Setelah menjalani pendidikan wasit, Kosasih langsung terjun ke lapangan. Kinerjanya sangat memuaskan. Ia sangat tegas dan adil dalam mengambil keputusan di setiap pertandingan.
Melihat performanya yang mengagumkan, PSSI pun mengajukan Kosasih ke FIFA pada 1972. Tak lama berselang, Kosasih pun mendapatkan Lisensi dari FIFA.
Berkat Lisensi FIFA yang diraih, Kosasih memimpin sejumlah pertandingan internasional. Ia juga terpilih sebagai wasit untuk Piala Dunia Junior 1979 di Tokyo, Jepang.
Kosasih merupakan sosok wasit yang galak dan tak segan mengeluarkan pemain dari lapangan alias kartu merah. Karena aksinya tersebut, Kosasih pun dijuluki King Cobra oleh surat kabar asal Singapura, The Straits Times.
Kosasih pernah ditantang oleh salah satu pemain, namun ia tak takut dan tetap teguh dengan pendiriannya. Selain tegas dalam menindak pemain, Kosasih juga enggan menerima suap dari pihak atau tim manapun untuk melakukan pengaturan skor.
Setelah Kosasih pensiun dari dunia wasit pada 1995, ia ditugaskan untuk menjadi inspektur wasit di komisi wasit PSSI. Pada saat itu ia mendapatkan banyak tawaran suap dari para pihak.
Kosasih dengan tegas menolak semua tawaran suap, bahkan ia tidak segan memberikan sanksi kepada wasit yang terlibat dengan suap dan pengaturan skor.
Tentunya integritas Kosasih ini berbanding terbalik dengan wasit-wasit Indonesia saat ini yang cukup sering terindikasi pengaturan skor.
Kiprah Kosasih Kartadiredja sebagai wasit legendaris dan berintegritas seharusnya dicontoh oleh wasit-wasit Indonesia saat ini. Sosok Kosasih Kartadiredja juga memberikan pelajaran bagi wasit serta kita pada umumnya, untuk senantiasa jujur, berani berlaku adil dan berintegritas.
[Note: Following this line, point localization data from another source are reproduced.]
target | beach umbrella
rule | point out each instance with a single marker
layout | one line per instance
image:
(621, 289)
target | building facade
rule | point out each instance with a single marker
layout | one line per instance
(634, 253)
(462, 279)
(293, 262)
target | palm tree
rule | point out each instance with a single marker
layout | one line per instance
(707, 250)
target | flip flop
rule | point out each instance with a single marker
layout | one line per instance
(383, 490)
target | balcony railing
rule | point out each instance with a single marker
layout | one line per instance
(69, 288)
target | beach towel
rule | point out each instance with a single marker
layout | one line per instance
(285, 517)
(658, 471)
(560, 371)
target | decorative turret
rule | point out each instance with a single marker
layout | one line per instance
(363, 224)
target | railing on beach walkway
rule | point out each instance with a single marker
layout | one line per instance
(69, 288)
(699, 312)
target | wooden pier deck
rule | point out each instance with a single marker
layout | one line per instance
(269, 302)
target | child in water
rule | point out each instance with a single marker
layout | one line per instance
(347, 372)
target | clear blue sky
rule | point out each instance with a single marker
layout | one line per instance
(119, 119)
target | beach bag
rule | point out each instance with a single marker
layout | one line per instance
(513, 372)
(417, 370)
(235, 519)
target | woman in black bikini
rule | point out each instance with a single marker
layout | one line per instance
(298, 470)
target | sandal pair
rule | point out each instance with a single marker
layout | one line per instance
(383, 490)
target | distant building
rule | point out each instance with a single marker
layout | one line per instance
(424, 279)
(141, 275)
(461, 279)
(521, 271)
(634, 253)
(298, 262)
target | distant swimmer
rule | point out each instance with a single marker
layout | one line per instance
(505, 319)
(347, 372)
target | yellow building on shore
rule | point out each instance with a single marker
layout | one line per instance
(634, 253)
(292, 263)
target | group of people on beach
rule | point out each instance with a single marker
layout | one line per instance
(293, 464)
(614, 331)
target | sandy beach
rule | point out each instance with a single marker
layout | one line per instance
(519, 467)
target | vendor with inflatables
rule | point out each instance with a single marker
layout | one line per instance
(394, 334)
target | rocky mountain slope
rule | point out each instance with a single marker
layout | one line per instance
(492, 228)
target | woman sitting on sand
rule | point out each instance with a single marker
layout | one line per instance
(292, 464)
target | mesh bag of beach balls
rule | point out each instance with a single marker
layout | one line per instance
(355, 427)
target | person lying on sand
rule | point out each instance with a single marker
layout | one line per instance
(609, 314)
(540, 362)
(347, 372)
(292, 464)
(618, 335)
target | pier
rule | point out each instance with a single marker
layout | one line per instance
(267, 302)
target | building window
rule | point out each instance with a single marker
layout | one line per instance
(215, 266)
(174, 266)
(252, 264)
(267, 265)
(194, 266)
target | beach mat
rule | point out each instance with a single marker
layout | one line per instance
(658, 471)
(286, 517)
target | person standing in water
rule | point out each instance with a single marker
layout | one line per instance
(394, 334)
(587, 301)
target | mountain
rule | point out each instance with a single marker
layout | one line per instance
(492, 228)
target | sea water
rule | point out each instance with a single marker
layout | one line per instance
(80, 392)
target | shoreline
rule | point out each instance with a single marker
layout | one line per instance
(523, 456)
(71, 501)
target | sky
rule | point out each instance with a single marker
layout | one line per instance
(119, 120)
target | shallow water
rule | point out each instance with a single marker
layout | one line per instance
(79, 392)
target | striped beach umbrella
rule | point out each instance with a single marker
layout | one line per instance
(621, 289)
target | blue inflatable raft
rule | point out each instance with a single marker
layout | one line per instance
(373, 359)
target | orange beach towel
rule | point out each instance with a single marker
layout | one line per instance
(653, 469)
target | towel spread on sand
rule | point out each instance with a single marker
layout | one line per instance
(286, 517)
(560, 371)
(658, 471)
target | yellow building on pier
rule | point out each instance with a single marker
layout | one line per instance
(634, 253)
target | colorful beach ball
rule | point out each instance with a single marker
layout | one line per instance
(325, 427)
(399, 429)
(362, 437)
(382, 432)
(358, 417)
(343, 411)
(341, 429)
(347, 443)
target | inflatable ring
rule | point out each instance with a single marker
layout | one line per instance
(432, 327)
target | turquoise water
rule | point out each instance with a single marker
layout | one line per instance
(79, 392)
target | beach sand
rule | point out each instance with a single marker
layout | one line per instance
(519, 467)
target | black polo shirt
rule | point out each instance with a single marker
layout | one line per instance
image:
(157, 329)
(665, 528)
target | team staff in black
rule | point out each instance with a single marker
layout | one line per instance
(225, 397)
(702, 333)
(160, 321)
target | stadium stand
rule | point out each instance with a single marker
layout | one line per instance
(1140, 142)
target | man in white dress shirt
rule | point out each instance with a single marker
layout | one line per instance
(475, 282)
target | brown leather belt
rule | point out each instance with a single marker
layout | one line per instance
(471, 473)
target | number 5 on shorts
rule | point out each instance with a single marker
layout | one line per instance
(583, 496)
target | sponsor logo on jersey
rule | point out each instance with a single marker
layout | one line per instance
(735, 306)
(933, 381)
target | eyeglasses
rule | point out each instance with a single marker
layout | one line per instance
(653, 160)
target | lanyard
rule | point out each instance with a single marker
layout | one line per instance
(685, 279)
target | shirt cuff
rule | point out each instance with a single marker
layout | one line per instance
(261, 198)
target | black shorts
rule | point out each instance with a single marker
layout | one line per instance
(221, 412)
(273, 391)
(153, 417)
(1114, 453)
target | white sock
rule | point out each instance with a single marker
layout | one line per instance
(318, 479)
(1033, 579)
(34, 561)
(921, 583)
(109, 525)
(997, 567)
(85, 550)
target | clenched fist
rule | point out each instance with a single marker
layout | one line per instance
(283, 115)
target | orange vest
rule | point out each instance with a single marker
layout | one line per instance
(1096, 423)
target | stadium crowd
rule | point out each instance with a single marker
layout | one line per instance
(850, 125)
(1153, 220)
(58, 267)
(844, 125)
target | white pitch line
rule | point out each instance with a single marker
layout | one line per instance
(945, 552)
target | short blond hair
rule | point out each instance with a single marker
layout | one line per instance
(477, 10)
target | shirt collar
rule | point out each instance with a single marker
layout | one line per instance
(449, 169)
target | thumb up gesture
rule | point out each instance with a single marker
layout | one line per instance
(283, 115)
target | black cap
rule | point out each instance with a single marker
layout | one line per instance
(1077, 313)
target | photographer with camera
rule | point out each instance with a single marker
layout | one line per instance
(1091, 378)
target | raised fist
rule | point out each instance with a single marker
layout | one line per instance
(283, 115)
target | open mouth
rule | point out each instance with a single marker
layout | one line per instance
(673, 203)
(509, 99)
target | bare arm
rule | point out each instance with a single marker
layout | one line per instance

Mengutip tempo.co, Ketua Umum PSSI Mochamad Iriawan kecewa dengan wasit yang memimpin kompetisi Liga 3 d babak 16 besar. Bahkan ia mewacanakan akan menggunakan wasit dari luar negeri.
Iriawan segera mengadakan pertemuan dengan wasit dan asisten wasit yang bertugas di Liga 3, bersama Sekjen PSSI Yunus Nusi. Langkah itu merupakan respons PSSI atas kinerja wasit di Liga 3 babak 16 besar yang bergulir dalam dua hari terakhir.
"Saya merasa terganggu dengan adanya masalah keputusan-keputusan kontroversial yang dibuat oleh para wasit yang bertugas. Bisa jadi opsinya saya mencari wasit-wasit lain dari luar negeri," kata Iriawan dikutip dari laman PSSI, Rabu, 9 Maret 2022.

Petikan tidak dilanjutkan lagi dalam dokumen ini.